South Carolina lottery officials say sales since July are up $6 million from the same period last year.
Lottery officials say profits should reach the $252 million goal needed to pay for college scholarships.
So, the economy is down, but people are still spending on lottery tickets.
Peggy Adams sells them every day at Gullies Convenience Store.
"Because the economy is bad, and people are hoping to win some money to make things better," said Adams.
The obsession to strike it rich has upped state lottery sales by millions this year, even though some can't afford to take the risk.
Joan Clark is a psychologist with Coping EPA.
She said, "It's a form of desperation. 'I'm so far in now. Let me buy a ticket that might change my luck.'"
Clark says people are more likely to gamble these days. It's their way to escape from reality and worry about mortgages, rising grocery prices, and falling stocks. All they need is to change their luck.
"People blame their lack of money on luck, very often, and they don't look at whether they've mismanaged it or not," said Clark.
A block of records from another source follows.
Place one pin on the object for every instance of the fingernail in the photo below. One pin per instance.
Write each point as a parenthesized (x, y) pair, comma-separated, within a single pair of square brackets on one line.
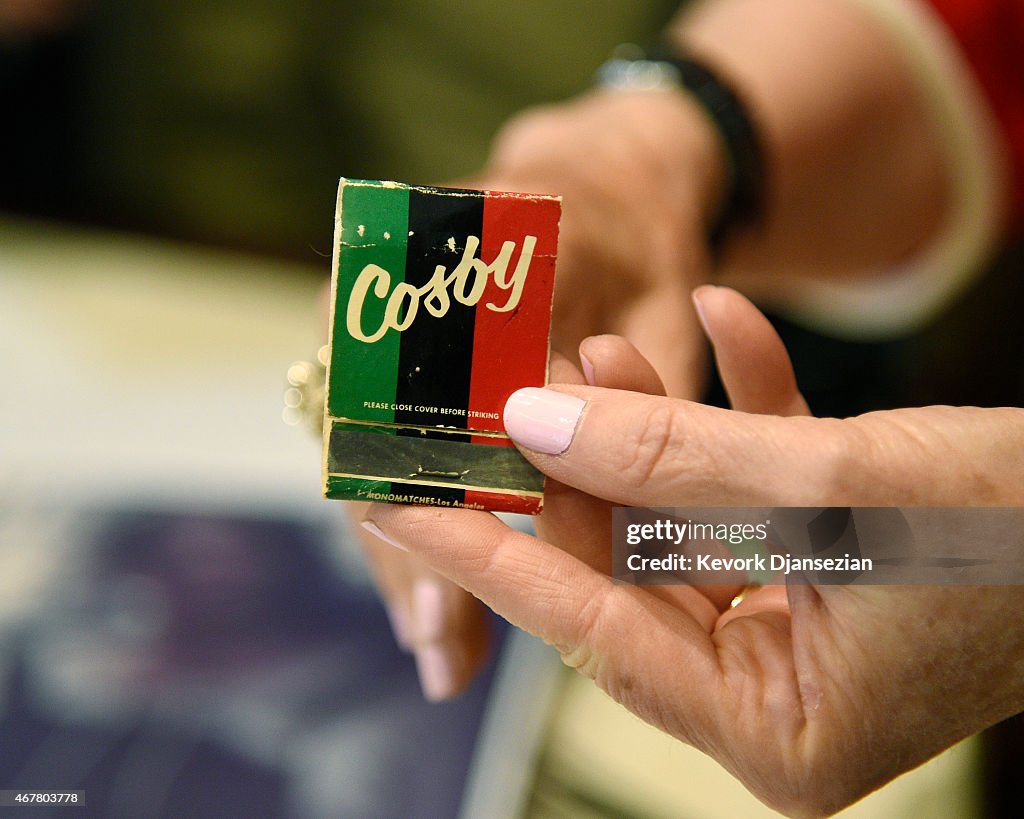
[(429, 613), (399, 627), (436, 672), (698, 306), (543, 420), (375, 530), (588, 370)]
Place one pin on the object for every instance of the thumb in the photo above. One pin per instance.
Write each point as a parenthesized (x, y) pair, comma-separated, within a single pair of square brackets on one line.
[(638, 449)]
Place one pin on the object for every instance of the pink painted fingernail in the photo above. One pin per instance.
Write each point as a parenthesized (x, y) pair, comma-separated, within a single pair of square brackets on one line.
[(399, 627), (375, 530), (543, 420), (429, 614), (698, 306), (588, 370), (436, 672)]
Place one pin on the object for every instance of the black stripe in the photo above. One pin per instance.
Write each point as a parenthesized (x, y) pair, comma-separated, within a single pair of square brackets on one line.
[(436, 354)]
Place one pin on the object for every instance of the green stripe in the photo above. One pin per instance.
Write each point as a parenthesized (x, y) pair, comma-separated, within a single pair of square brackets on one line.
[(378, 454), (374, 230)]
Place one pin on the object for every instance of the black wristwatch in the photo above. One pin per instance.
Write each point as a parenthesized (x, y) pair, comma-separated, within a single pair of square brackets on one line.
[(635, 69)]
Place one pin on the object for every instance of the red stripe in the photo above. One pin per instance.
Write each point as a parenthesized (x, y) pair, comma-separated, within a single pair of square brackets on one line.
[(510, 349), (497, 502)]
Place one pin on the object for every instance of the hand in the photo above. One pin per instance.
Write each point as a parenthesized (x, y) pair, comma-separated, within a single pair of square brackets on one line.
[(811, 696), (639, 174)]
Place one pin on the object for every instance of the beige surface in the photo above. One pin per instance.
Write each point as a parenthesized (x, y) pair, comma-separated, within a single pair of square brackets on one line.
[(660, 778)]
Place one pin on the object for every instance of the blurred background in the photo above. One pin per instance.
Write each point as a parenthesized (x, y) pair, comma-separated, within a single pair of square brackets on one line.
[(185, 628)]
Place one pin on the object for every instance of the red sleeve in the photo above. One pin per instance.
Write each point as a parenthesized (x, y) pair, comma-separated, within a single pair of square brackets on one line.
[(991, 35)]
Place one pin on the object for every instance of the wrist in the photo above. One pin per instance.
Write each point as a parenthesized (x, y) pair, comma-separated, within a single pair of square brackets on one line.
[(667, 69)]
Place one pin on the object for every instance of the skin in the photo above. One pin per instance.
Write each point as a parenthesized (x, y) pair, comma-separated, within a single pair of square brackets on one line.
[(855, 179), (812, 696)]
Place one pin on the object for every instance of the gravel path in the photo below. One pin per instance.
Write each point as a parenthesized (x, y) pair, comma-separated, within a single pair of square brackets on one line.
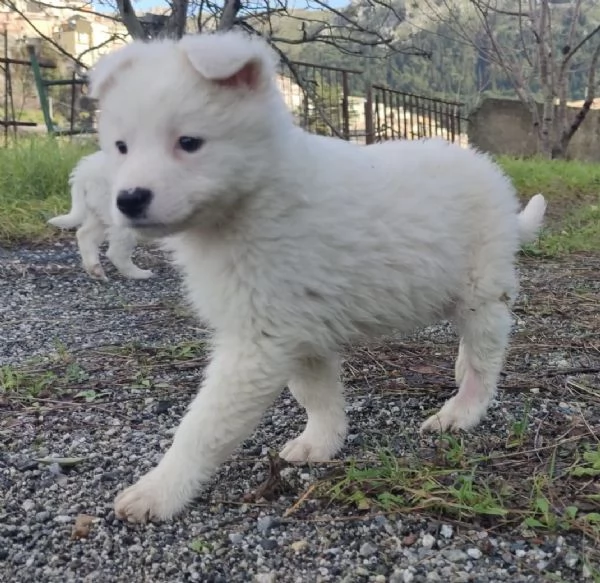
[(111, 368)]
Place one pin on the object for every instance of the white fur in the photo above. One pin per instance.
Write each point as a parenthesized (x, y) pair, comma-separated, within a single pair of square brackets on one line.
[(91, 212), (292, 245)]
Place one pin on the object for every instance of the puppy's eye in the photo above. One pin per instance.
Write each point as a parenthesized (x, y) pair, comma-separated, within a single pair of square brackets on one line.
[(189, 145)]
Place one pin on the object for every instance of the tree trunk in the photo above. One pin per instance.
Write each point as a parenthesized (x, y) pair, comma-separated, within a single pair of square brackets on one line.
[(560, 148), (130, 20)]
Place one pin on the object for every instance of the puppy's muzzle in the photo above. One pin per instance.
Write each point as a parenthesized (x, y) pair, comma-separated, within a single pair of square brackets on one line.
[(134, 202)]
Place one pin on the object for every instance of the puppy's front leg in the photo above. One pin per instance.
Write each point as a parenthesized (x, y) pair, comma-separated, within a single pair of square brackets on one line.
[(242, 380)]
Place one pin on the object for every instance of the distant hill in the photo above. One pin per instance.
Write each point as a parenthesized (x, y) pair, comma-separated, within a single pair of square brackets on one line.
[(456, 70)]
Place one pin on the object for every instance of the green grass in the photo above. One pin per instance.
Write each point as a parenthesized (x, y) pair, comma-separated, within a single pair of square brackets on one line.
[(34, 174), (34, 185), (573, 193), (498, 488)]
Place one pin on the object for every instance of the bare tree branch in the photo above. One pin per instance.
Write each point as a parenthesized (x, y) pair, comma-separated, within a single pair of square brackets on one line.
[(230, 11), (48, 39), (587, 104), (130, 20)]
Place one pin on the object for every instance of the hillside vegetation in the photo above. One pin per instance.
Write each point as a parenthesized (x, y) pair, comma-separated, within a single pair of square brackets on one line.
[(457, 68)]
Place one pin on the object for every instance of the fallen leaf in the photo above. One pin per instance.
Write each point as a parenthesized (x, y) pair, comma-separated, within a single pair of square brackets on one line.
[(274, 486), (423, 369), (81, 528), (409, 539), (61, 461)]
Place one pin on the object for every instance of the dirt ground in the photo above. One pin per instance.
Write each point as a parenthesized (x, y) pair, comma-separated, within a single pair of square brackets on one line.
[(101, 373)]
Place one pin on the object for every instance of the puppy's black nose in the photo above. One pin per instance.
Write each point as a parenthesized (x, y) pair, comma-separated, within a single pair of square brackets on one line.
[(133, 202)]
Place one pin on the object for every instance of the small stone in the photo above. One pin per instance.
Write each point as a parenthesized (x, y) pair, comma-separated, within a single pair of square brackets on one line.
[(268, 544), (162, 407), (409, 539), (454, 555), (265, 578), (571, 560), (299, 546), (265, 523), (367, 549), (236, 538), (446, 531)]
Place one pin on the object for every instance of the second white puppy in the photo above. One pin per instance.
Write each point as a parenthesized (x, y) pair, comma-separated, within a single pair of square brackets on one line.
[(91, 206), (293, 245)]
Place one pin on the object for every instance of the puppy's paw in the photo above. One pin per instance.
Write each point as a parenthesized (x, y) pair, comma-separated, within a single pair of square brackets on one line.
[(140, 274), (313, 446), (96, 272), (454, 416), (151, 498)]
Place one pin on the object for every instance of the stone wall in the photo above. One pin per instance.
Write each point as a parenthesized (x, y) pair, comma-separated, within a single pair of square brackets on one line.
[(504, 126)]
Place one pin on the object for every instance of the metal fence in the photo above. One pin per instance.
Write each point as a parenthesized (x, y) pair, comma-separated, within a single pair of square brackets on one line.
[(398, 115), (320, 99)]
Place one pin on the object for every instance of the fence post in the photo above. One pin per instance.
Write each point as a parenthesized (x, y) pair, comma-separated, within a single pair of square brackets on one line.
[(345, 106), (369, 116), (37, 75)]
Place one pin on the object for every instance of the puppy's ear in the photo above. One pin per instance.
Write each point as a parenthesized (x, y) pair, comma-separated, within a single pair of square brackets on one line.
[(103, 73), (231, 59)]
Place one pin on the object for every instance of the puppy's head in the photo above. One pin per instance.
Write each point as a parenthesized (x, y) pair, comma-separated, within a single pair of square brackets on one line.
[(190, 128)]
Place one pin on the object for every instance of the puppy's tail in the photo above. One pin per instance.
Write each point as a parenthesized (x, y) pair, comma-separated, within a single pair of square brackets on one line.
[(77, 213), (531, 218)]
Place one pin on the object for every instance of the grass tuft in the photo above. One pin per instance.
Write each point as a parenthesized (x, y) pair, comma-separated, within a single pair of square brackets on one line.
[(495, 489), (34, 185)]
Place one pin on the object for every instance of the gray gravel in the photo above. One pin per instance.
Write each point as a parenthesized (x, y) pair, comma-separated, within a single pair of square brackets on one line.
[(50, 308)]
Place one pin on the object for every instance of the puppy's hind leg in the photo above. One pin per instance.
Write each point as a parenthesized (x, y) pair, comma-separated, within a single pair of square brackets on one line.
[(317, 387), (484, 338), (89, 238), (121, 244)]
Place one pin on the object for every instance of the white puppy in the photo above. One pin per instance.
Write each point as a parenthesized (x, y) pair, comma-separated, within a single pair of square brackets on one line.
[(91, 205), (293, 245)]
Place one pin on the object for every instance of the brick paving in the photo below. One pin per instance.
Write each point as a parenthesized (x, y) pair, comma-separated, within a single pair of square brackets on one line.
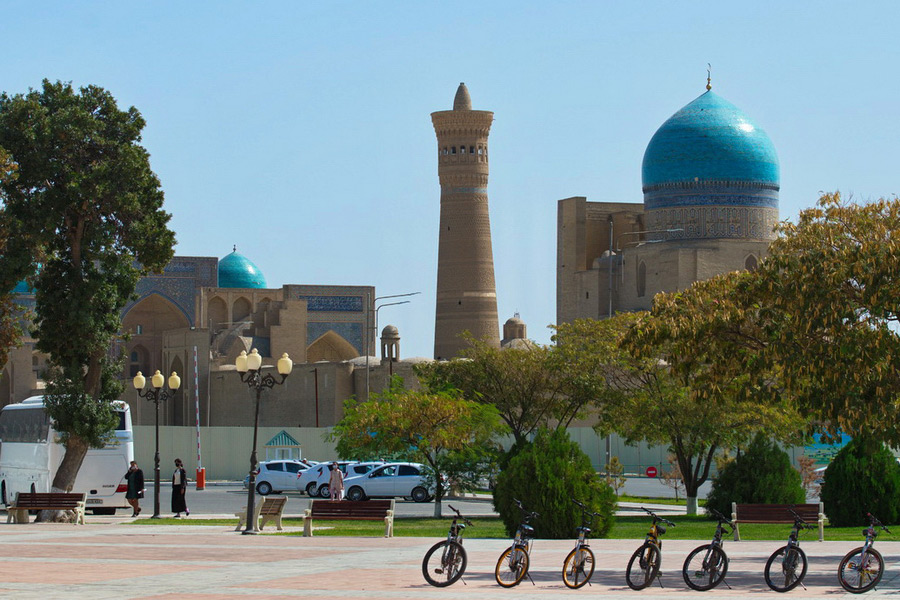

Sometimes those dreams do come true, though. A $250,000 winning ticket was sold at Gullies.
"We had a big winner. Y'all come to Gullies," shouted Adams.
But some always highlight the negative, citing the odds of winning the top prize in the Powerball, for example, as 1 in 146 million.
"If they really must buy lottery tickets, make that the last thing they buy with their dollar, not the first," advised Clark.
Lottery officials say profits should reach their goal of $252 million this year.
If you or someone you know has a gambling problem, the lottery has a toll free number you can call, 1-877-452-5155.
That number's printed on every lottery ticket sold.